In Durban, Hollis presented data from 37 patients injected with HE2000 for five consecutive days in a Phase I/II study in South Africa.
Results showed significant increases in CD8 T-cells which kill virally infected cells, and a boost in the immune systems of patients.
Hollis said immunologists have identified two major branches of the immune system, called Th1 and Th2.
The Th1 branch promotes a strong immune response against pathogens that reside inside cells, such as HIV. The Th2 branch promotes production of antibodies against pathogens that reside outside the cell, such as bacteria.
HIV-infected patients go for years without developing AIDS because they have developed higher levels of Th1 anti-viral protection. If a person’s immune system shifts to a Th2 antibacterial mode, it becomes ineffective against fighting HIV.
Hollis believes shifting a dysregulated immune system with a Th2 bias back to Th1 could be an effective therapeutic therapy.
He hopes to show that HE2000 can boost the immune system and fight the virus, and prevent opportunistic diseases and the onset of AIDS.

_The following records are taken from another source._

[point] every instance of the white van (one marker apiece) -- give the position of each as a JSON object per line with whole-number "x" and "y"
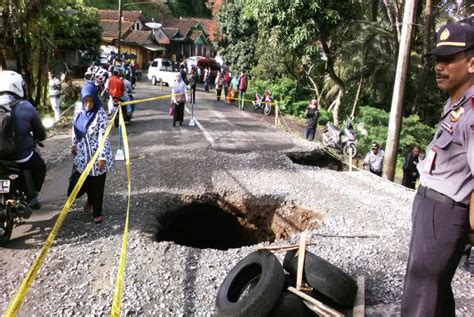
{"x": 161, "y": 71}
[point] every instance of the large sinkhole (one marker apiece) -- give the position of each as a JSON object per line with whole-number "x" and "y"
{"x": 317, "y": 158}
{"x": 215, "y": 222}
{"x": 202, "y": 226}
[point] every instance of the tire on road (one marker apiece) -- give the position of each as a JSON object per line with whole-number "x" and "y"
{"x": 252, "y": 287}
{"x": 324, "y": 277}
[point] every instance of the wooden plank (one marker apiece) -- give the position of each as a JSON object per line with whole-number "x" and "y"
{"x": 301, "y": 255}
{"x": 359, "y": 305}
{"x": 282, "y": 247}
{"x": 315, "y": 305}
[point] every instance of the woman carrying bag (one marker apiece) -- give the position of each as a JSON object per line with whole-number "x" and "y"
{"x": 89, "y": 125}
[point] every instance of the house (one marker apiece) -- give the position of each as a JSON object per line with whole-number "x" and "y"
{"x": 137, "y": 40}
{"x": 177, "y": 38}
{"x": 190, "y": 37}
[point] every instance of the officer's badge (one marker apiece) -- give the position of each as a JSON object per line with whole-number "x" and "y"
{"x": 456, "y": 114}
{"x": 444, "y": 35}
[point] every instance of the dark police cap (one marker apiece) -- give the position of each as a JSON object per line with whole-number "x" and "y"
{"x": 453, "y": 38}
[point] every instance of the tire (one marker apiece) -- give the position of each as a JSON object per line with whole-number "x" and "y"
{"x": 6, "y": 225}
{"x": 252, "y": 287}
{"x": 267, "y": 110}
{"x": 347, "y": 149}
{"x": 324, "y": 277}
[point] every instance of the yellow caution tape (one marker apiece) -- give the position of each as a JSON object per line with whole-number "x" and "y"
{"x": 119, "y": 281}
{"x": 15, "y": 303}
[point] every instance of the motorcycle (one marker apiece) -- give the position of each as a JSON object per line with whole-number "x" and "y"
{"x": 13, "y": 199}
{"x": 260, "y": 105}
{"x": 345, "y": 140}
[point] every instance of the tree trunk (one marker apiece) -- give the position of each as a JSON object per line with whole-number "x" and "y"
{"x": 426, "y": 47}
{"x": 393, "y": 137}
{"x": 339, "y": 83}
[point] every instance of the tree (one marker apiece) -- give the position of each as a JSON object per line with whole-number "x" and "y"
{"x": 41, "y": 30}
{"x": 238, "y": 36}
{"x": 307, "y": 29}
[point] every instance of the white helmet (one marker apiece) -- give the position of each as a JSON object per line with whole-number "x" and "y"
{"x": 12, "y": 82}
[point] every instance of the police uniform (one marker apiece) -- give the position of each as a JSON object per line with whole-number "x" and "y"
{"x": 440, "y": 218}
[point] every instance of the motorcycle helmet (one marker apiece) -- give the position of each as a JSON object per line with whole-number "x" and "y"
{"x": 11, "y": 82}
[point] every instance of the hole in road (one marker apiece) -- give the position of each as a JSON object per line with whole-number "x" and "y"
{"x": 317, "y": 158}
{"x": 216, "y": 222}
{"x": 207, "y": 226}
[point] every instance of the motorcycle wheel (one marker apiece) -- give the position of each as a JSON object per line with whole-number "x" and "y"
{"x": 348, "y": 148}
{"x": 325, "y": 139}
{"x": 267, "y": 110}
{"x": 6, "y": 225}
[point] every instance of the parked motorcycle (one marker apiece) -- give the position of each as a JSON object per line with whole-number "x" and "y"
{"x": 345, "y": 140}
{"x": 13, "y": 200}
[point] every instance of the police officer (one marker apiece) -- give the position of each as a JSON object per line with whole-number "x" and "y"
{"x": 441, "y": 207}
{"x": 374, "y": 159}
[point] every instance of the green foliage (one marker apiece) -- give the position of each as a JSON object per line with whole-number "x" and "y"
{"x": 372, "y": 126}
{"x": 239, "y": 35}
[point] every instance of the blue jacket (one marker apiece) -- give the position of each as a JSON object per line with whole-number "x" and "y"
{"x": 28, "y": 126}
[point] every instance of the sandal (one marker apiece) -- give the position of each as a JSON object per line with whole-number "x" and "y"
{"x": 87, "y": 207}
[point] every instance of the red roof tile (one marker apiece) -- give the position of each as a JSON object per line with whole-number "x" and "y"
{"x": 129, "y": 16}
{"x": 138, "y": 37}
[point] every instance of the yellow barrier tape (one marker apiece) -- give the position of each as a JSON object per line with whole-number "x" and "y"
{"x": 16, "y": 302}
{"x": 120, "y": 271}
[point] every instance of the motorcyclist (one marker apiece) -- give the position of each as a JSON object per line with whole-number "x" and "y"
{"x": 28, "y": 130}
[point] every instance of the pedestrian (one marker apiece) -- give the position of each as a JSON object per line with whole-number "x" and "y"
{"x": 89, "y": 125}
{"x": 410, "y": 173}
{"x": 442, "y": 220}
{"x": 193, "y": 80}
{"x": 219, "y": 84}
{"x": 235, "y": 89}
{"x": 28, "y": 129}
{"x": 207, "y": 75}
{"x": 54, "y": 92}
{"x": 226, "y": 83}
{"x": 243, "y": 83}
{"x": 312, "y": 115}
{"x": 178, "y": 98}
{"x": 374, "y": 159}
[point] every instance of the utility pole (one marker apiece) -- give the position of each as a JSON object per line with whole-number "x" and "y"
{"x": 120, "y": 27}
{"x": 393, "y": 137}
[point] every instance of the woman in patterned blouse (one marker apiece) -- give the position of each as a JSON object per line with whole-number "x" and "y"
{"x": 89, "y": 125}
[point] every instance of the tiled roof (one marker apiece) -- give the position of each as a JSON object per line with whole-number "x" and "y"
{"x": 186, "y": 24}
{"x": 111, "y": 28}
{"x": 138, "y": 37}
{"x": 129, "y": 16}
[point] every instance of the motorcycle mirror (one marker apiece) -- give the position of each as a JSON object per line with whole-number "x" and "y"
{"x": 48, "y": 122}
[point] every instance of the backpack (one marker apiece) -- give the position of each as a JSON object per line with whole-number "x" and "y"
{"x": 7, "y": 132}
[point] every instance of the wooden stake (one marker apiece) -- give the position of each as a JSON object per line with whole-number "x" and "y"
{"x": 301, "y": 255}
{"x": 315, "y": 305}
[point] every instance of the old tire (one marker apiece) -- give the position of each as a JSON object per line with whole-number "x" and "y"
{"x": 324, "y": 277}
{"x": 252, "y": 287}
{"x": 6, "y": 225}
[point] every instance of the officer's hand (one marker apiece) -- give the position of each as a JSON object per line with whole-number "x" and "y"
{"x": 471, "y": 238}
{"x": 101, "y": 165}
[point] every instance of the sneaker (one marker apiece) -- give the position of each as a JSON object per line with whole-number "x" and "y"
{"x": 87, "y": 207}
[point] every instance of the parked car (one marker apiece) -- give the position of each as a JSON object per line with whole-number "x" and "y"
{"x": 161, "y": 70}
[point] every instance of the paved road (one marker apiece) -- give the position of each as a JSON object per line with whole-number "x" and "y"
{"x": 220, "y": 127}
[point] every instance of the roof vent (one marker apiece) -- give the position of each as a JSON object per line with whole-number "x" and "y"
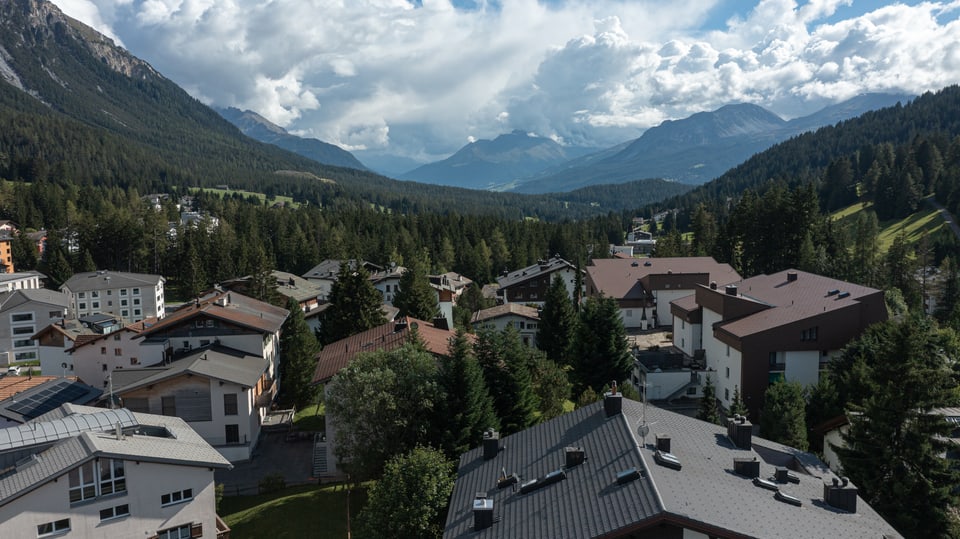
{"x": 553, "y": 477}
{"x": 740, "y": 432}
{"x": 667, "y": 460}
{"x": 747, "y": 467}
{"x": 574, "y": 456}
{"x": 627, "y": 476}
{"x": 491, "y": 444}
{"x": 841, "y": 494}
{"x": 784, "y": 475}
{"x": 482, "y": 512}
{"x": 663, "y": 442}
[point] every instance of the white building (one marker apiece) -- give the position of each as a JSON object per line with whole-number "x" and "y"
{"x": 97, "y": 473}
{"x": 129, "y": 296}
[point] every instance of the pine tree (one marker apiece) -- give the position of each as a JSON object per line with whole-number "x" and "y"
{"x": 355, "y": 305}
{"x": 465, "y": 410}
{"x": 708, "y": 404}
{"x": 558, "y": 321}
{"x": 298, "y": 359}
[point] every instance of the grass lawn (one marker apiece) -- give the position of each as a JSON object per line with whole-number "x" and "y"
{"x": 304, "y": 511}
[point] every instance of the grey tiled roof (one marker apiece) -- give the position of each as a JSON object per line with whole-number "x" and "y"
{"x": 705, "y": 495}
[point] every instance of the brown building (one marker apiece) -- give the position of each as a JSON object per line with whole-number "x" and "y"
{"x": 769, "y": 328}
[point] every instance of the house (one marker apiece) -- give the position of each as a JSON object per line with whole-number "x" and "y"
{"x": 22, "y": 312}
{"x": 229, "y": 319}
{"x": 20, "y": 280}
{"x": 619, "y": 469}
{"x": 222, "y": 393}
{"x": 784, "y": 326}
{"x": 97, "y": 473}
{"x": 325, "y": 274}
{"x": 130, "y": 296}
{"x": 644, "y": 288}
{"x": 309, "y": 294}
{"x": 524, "y": 318}
{"x": 530, "y": 284}
{"x": 25, "y": 398}
{"x": 339, "y": 354}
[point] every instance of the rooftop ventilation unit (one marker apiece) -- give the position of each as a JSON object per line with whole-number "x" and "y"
{"x": 667, "y": 460}
{"x": 784, "y": 475}
{"x": 482, "y": 512}
{"x": 534, "y": 484}
{"x": 574, "y": 456}
{"x": 627, "y": 476}
{"x": 747, "y": 467}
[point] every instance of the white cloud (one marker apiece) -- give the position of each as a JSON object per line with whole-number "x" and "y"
{"x": 418, "y": 81}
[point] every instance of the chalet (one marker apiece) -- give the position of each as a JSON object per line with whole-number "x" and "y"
{"x": 644, "y": 288}
{"x": 529, "y": 285}
{"x": 768, "y": 328}
{"x": 92, "y": 472}
{"x": 619, "y": 469}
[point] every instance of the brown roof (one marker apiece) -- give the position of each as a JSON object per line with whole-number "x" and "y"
{"x": 621, "y": 278}
{"x": 389, "y": 336}
{"x": 228, "y": 306}
{"x": 518, "y": 309}
{"x": 806, "y": 296}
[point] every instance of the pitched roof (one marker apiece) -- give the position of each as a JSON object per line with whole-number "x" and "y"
{"x": 497, "y": 311}
{"x": 99, "y": 280}
{"x": 82, "y": 433}
{"x": 806, "y": 296}
{"x": 620, "y": 277}
{"x": 542, "y": 267}
{"x": 704, "y": 495}
{"x": 389, "y": 336}
{"x": 231, "y": 307}
{"x": 215, "y": 362}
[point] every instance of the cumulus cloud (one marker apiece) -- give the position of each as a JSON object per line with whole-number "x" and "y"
{"x": 419, "y": 78}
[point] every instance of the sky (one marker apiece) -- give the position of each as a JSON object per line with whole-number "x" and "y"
{"x": 420, "y": 79}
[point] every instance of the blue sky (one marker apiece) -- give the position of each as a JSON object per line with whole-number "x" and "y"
{"x": 421, "y": 80}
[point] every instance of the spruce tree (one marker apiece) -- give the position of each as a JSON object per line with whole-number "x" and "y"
{"x": 465, "y": 409}
{"x": 558, "y": 321}
{"x": 708, "y": 404}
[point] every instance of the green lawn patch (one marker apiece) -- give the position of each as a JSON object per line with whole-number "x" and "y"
{"x": 303, "y": 511}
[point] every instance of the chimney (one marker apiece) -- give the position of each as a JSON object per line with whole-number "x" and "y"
{"x": 663, "y": 443}
{"x": 740, "y": 432}
{"x": 840, "y": 494}
{"x": 612, "y": 401}
{"x": 491, "y": 444}
{"x": 575, "y": 456}
{"x": 482, "y": 512}
{"x": 747, "y": 467}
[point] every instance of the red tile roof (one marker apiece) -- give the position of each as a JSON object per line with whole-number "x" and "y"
{"x": 390, "y": 336}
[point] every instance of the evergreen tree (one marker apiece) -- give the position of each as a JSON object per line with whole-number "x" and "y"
{"x": 783, "y": 418}
{"x": 298, "y": 359}
{"x": 355, "y": 305}
{"x": 602, "y": 352}
{"x": 708, "y": 404}
{"x": 416, "y": 297}
{"x": 466, "y": 409}
{"x": 893, "y": 378}
{"x": 558, "y": 321}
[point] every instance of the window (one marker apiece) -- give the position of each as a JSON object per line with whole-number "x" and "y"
{"x": 114, "y": 512}
{"x": 168, "y": 406}
{"x": 53, "y": 528}
{"x": 233, "y": 434}
{"x": 179, "y": 496}
{"x": 230, "y": 404}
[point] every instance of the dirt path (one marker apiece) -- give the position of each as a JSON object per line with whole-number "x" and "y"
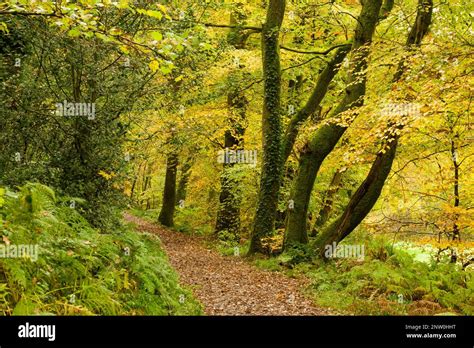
{"x": 227, "y": 285}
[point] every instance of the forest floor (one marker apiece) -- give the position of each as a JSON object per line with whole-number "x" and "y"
{"x": 230, "y": 285}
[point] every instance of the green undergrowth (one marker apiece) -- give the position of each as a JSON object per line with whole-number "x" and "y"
{"x": 388, "y": 281}
{"x": 79, "y": 270}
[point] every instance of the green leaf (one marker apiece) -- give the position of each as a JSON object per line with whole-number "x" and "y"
{"x": 156, "y": 35}
{"x": 74, "y": 32}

As with Remune, it’s too early to say if HE2000 will be successful, experts say.
Additional tests in Africa are on the way, Hollis said. In the United States, HE2000 will be tested on patients who failed antiviral drug therapies, he said.
Meanwhile, the HIV epidemic continues to rise at an alarming rate.
According to the Center for Disease Control and Prevention an estimated 16,000 Americans died from AIDS last year as a result of HIV-infection. More than 5 million Americans are at risk to contract the virus as a result of risky behavior, according to new studies released in Durban.
Therapeutic vaccines could be less costly, because they are easier to make and administered less often, Moss said.